JUNNA:不完全なところが良いこともありますし。でもそれを自身で言い切るって難しいことじゃないですか。だから、こうやって歌詞にしてくださって、歌に乗せると、多くの方にも共感してもらえるんじゃないかなって。

──欠点とかコンプレックスが個性なんだと肯定してくれている感じがいいですよね。あと面白かったのは〈強いものが弱いものをいじめていいわけないでしょ!〉で、ものすごい正論をロックに乗せてぶちかましていたので、ものすごい歌詞だなと思いました。

JUNNA:分かります!この歌詞もすごく好きですし、歌っていてもめっちゃ気持ちが入りました。

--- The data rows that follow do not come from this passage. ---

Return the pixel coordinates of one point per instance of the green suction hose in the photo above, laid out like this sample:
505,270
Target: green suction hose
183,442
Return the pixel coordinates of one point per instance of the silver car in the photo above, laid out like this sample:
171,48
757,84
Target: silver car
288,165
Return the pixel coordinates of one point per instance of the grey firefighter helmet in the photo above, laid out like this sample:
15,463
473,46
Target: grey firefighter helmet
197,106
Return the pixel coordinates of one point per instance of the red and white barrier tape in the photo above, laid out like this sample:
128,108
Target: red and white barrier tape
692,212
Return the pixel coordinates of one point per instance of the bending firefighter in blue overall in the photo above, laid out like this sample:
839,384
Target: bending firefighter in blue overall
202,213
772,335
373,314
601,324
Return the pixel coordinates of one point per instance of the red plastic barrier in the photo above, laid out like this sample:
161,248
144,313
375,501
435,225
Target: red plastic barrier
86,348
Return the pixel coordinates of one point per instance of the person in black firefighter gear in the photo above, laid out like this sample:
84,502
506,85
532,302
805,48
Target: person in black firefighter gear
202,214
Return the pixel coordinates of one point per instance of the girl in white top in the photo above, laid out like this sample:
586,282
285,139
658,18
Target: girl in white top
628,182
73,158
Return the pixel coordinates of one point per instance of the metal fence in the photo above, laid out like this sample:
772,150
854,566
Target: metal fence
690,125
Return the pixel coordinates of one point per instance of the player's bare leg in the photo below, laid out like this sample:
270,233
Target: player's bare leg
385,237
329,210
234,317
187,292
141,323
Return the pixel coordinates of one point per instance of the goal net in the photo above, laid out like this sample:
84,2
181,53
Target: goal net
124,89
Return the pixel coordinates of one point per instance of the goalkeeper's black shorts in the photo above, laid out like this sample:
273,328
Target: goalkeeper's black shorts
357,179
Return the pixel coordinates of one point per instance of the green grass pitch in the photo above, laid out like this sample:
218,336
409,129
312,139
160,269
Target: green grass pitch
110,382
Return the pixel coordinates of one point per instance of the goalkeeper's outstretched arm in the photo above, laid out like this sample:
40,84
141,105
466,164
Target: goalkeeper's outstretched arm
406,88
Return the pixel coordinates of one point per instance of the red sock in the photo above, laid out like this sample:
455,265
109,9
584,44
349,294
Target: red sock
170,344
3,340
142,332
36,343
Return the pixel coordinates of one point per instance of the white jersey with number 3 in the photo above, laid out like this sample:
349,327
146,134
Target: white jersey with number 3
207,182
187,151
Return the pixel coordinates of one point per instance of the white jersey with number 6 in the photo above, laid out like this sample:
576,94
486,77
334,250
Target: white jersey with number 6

──尾上さんって、JUNNAさんにとってどんな印象なのですか?

JUNNA:ライブに来てくださると、毎回感想を送ってくださるんです。いただいた言葉に心を打たれすぎて、こういう言葉選びができるって本当に素敵だなぁと思うんです。これまで何曲か詞を提供して頂いているんですけど、「本当のことは言わない」とかはお気に入りの歌詞で、これです、私が言いたいことは!って感じるんです。しかも私では出てこない言葉なので、ストレートに書くって、すごく難しいんだなって思います。(そのほかに「コノユビトマレ」「大人は判ってくれない」なども作詞)

──そして「はじまりの唄」です。これはライブについての想いを書き綴った曲ですね。

JUNNA:作曲は私とツアーのバンドマスターをしてくださっている島田昌典さんとの共作で、編曲は島田昌典さんなんですけど、私が先にサビを作って、そこに島田さんがA・Bメロを足してくれた感じになります。私だけが全部作ったら、また違う曲になったと思うんです。島田さんの視点が入るのは面白いなと思いましたし、やっぱりアレンジが素敵でした。

──コライトのような感じだったんですね。歌詞はJUNNAさんですが、苦労なされたそうで。

JUNNA:ライブのことを思いながら書き始めたんですけど、書きたいことがありすぎて支離滅裂になるという私の癖が出てしまって……。私は書いているから、どういうことを伝えたいかというのは分かっているんです。でも、それが他の方に伝わらない。

私が説明をしたら、あぁそういうことかって納得してくれるんですけど、歌とともに毎回説明するわけにはいかないじゃないですか。だから一度聴いたら伝わるようにしたいと思って、めっちゃ書き直しました。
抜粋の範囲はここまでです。